Thursday, April 16, 2009
Karthik Sankaranarayanan
Chair: Jack W. Davidson
Advisor: Kevin Skadron; Mircea R. Stan (Co-Advisor); John Lach and James P. Cohoon
OLSSON 236D, 08:00:00
A Ph.D. Defense
Thermal Modeling and Management of Microprocessors
ABSTRACT
The exponential growth of microprocessor power density due to non-ideal technology scaling has elevated temperature to become a first-class design constraint in microprocessors. This dissertation describes work to address the thermal challenge from the perspective of the architecture of the microprocessor. It proposes both the infrastructure to model the problem and several mechanisms that form part of the solution. It describes HotSpot, an efficient and accurate microarchitectural thermal modeling tool that is used to guide the design and evaluation of various thermal management techniques. It presents several Dynamic Thermal Management (DTM) schemes that distribute heat both over time and space by controlling the level of computational activity.
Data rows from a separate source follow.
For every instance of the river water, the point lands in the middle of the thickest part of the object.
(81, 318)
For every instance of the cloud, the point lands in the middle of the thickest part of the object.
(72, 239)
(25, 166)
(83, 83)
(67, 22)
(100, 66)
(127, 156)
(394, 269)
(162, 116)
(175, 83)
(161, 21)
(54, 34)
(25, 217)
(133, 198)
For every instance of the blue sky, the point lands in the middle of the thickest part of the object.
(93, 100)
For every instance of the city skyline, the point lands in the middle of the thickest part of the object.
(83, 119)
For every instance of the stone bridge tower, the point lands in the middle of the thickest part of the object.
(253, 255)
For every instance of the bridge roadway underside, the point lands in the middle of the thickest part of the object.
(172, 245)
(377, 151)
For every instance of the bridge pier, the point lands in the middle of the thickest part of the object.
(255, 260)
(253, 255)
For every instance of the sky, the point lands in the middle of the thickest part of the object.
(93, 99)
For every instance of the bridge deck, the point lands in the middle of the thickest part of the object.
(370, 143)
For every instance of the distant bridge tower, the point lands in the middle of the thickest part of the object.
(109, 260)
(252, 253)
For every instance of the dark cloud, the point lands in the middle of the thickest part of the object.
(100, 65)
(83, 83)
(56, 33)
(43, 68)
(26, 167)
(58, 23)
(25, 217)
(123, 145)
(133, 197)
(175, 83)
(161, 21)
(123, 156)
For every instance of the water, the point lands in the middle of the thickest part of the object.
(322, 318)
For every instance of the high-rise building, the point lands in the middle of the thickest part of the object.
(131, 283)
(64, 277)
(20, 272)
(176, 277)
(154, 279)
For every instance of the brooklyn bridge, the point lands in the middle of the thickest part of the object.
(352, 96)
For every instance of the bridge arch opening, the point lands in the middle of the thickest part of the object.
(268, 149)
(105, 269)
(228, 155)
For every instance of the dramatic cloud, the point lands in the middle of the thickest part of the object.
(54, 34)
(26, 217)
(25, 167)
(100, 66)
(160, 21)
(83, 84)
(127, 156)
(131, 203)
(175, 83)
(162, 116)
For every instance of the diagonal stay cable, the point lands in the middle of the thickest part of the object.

Since processor temperature is also a function of the placement and adjacency of hot and cold functional blocks determined by the floorplan of the microprocessor, this dissertation also explores various thermally mitigating placement choices available within a single core and across multiple cores of a microprocessor. It does so through the development of HotFloorplan, a thermally-aware microarchitectural floorplanner. Finally, through an analytical framework, this research also focuses on the spatial (size) granularity at which thermal management is important. If regions of very high power density are small enough, they do not cause hot spots. The granularity study quantifies this relationship and illustrates it using three different microarchitectural examples.